Reputation: 23
I'm currently writing a function for substitution (Lambda Calculus) based in Haskell.
data Term = Var String
| Application Term Term
| Lambda String Term
The function takes in a Term t1
, String s
and a Term t2
. The function should replace every occurrence of s
in t1
with t2
.
subst :: Term -> String -> Term -> Term
subst (Lambda y e) x v = if x == y then (Lambda y e) else let e' = (subst e x v) in (Lambda y e')
subst (Var y) x v = if x == y then v else (Var y)
subst (Application e1 e2) x v = Application (subst e1 x v) (subst e2 x v)

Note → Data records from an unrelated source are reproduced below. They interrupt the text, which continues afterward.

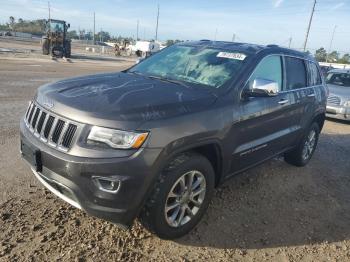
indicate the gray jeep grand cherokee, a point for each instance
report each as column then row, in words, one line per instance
column 155, row 140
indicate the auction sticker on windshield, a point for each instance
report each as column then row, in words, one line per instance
column 237, row 56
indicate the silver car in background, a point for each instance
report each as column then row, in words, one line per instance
column 338, row 102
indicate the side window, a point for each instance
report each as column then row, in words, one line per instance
column 295, row 73
column 270, row 68
column 314, row 74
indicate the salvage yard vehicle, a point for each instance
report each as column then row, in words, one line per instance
column 55, row 41
column 154, row 141
column 338, row 102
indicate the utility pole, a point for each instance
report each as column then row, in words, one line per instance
column 93, row 37
column 309, row 26
column 157, row 24
column 137, row 31
column 48, row 5
column 331, row 43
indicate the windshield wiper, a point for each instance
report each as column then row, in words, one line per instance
column 169, row 80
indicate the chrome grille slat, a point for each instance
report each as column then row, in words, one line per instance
column 57, row 131
column 63, row 132
column 55, row 121
column 31, row 114
column 49, row 128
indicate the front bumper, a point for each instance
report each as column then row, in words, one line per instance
column 70, row 178
column 338, row 112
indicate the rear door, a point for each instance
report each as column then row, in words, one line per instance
column 301, row 93
column 267, row 123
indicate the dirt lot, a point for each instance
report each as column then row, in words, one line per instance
column 275, row 212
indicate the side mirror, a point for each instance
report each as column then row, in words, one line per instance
column 262, row 88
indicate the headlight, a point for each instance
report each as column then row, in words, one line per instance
column 117, row 138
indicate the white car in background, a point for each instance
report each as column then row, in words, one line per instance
column 338, row 102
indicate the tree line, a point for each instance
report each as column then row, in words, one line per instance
column 322, row 55
column 37, row 27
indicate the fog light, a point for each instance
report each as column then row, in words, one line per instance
column 107, row 184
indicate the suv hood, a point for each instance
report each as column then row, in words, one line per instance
column 121, row 100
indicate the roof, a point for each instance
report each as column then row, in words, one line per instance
column 247, row 48
column 341, row 71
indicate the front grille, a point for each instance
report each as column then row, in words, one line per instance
column 333, row 100
column 49, row 128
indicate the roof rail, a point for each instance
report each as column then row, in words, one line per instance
column 273, row 45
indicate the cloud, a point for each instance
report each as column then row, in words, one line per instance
column 337, row 6
column 277, row 3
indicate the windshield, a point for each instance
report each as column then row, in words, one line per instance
column 339, row 79
column 56, row 27
column 198, row 65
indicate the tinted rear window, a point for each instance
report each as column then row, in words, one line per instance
column 296, row 75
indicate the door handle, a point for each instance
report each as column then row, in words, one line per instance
column 283, row 101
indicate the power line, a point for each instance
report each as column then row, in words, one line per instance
column 309, row 26
column 93, row 37
column 331, row 43
column 157, row 24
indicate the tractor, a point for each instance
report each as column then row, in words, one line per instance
column 55, row 41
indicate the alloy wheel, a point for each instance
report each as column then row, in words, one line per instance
column 185, row 198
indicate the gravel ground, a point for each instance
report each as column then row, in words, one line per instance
column 274, row 212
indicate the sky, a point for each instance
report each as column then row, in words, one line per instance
column 252, row 21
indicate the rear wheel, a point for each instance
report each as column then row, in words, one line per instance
column 180, row 197
column 302, row 154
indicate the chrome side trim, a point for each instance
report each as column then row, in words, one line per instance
column 56, row 192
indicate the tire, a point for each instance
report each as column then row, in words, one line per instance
column 297, row 156
column 45, row 46
column 155, row 219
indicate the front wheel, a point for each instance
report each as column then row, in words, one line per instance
column 180, row 197
column 302, row 154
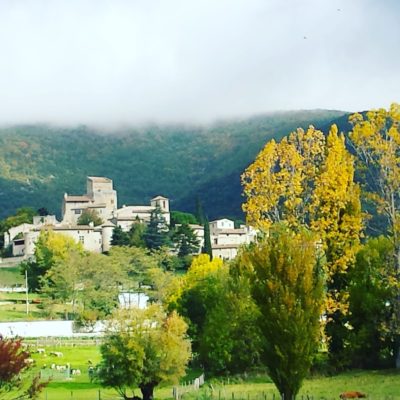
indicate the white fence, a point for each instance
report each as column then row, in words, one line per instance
column 185, row 387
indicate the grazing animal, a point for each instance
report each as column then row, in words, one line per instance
column 75, row 371
column 57, row 354
column 352, row 395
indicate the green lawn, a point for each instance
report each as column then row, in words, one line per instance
column 11, row 276
column 378, row 385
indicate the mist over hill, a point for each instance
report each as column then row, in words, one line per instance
column 39, row 163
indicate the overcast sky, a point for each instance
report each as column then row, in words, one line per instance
column 128, row 62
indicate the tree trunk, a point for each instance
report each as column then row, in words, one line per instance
column 287, row 394
column 397, row 308
column 147, row 390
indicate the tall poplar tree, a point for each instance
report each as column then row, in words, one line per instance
column 287, row 285
column 307, row 180
column 376, row 139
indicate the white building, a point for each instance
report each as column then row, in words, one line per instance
column 100, row 196
column 226, row 239
column 128, row 215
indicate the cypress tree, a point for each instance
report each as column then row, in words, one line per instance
column 207, row 249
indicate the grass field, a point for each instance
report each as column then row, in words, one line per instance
column 378, row 385
column 11, row 276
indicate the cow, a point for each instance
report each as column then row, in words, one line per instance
column 352, row 395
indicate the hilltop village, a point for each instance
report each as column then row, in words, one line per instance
column 101, row 197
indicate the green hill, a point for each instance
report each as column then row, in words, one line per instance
column 38, row 164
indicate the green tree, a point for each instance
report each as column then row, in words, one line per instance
column 185, row 240
column 136, row 235
column 179, row 217
column 156, row 234
column 230, row 340
column 207, row 248
column 376, row 139
column 89, row 216
column 23, row 215
column 287, row 286
column 89, row 281
column 14, row 371
column 199, row 213
column 50, row 248
column 119, row 237
column 307, row 180
column 143, row 349
column 372, row 298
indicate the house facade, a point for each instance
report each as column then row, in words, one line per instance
column 101, row 197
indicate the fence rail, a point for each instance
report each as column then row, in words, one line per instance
column 185, row 387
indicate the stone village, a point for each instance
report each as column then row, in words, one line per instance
column 102, row 197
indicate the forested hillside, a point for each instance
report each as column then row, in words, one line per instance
column 39, row 163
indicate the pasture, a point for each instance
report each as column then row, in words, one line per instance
column 378, row 385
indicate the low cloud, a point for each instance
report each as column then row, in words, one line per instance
column 117, row 62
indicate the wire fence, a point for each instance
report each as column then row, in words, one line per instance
column 186, row 387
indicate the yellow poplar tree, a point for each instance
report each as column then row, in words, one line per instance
column 308, row 180
column 376, row 139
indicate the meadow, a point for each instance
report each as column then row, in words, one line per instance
column 379, row 385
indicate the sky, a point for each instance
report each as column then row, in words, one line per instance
column 116, row 62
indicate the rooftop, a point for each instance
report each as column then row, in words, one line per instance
column 99, row 179
column 77, row 199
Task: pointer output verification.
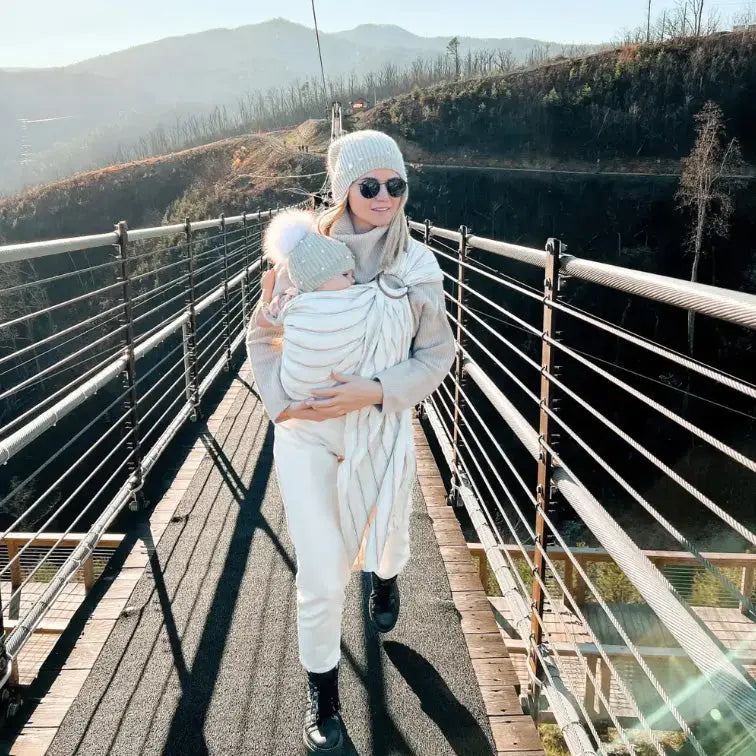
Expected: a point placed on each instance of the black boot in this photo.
(322, 729)
(384, 603)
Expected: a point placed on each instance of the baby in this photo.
(312, 262)
(329, 326)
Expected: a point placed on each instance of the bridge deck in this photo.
(204, 657)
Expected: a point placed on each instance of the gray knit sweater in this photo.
(405, 384)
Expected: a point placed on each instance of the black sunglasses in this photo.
(370, 187)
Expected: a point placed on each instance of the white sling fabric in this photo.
(362, 330)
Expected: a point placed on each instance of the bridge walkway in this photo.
(202, 658)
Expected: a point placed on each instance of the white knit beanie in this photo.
(310, 257)
(354, 154)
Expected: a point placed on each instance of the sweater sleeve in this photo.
(431, 355)
(264, 354)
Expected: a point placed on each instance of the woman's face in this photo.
(378, 211)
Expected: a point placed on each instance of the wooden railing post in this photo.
(245, 279)
(88, 570)
(544, 488)
(746, 587)
(464, 233)
(136, 481)
(189, 331)
(226, 313)
(16, 579)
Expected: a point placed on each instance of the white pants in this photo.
(306, 455)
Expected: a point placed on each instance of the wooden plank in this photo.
(455, 554)
(450, 538)
(108, 540)
(49, 712)
(500, 700)
(467, 582)
(471, 601)
(443, 512)
(62, 683)
(47, 627)
(515, 734)
(461, 568)
(496, 672)
(32, 741)
(479, 622)
(445, 524)
(485, 646)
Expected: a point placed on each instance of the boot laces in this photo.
(324, 700)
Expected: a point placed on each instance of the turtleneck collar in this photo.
(367, 247)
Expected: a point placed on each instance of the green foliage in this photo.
(635, 102)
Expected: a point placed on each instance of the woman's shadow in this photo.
(461, 730)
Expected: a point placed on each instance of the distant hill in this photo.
(124, 94)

When I try to call the function, I receive the following:
Input
subst (Lambda "x" (Application (Var "x") (Var "y"))) "y" (Var "f")
Output
subst (Lambda "x" (Application (Var "x") (Var "y"))) "y" (Var "f")
:: Term
Am I making an input error or is there a problem with my function?
Upvotes: 1
Views: 198
Reputation: 91837
The problem is that your Term type lacks a Show instance, and cannot be shown. The interpreter is telling you that the expression foo
yielded a result of type SomeType
, but it can't print any more details than that because SomeType does not support Show. Your function has therefore apparently returned some value successfully, but you don't know what value. You could inspect it by pattern-matching on the result. But you probably just want to add deriving Show
to the type definition, so that the repl can print the value it got.
Now, the most popular repl, GHCI, doesn't normally behave this way: if you try to show a value without a Show instance, you just get an error. But some other GHCI-like tools do this compromise of printing the expression again and its type. One that I know of is interactive-haskell-mode in Emacs; there may well be others.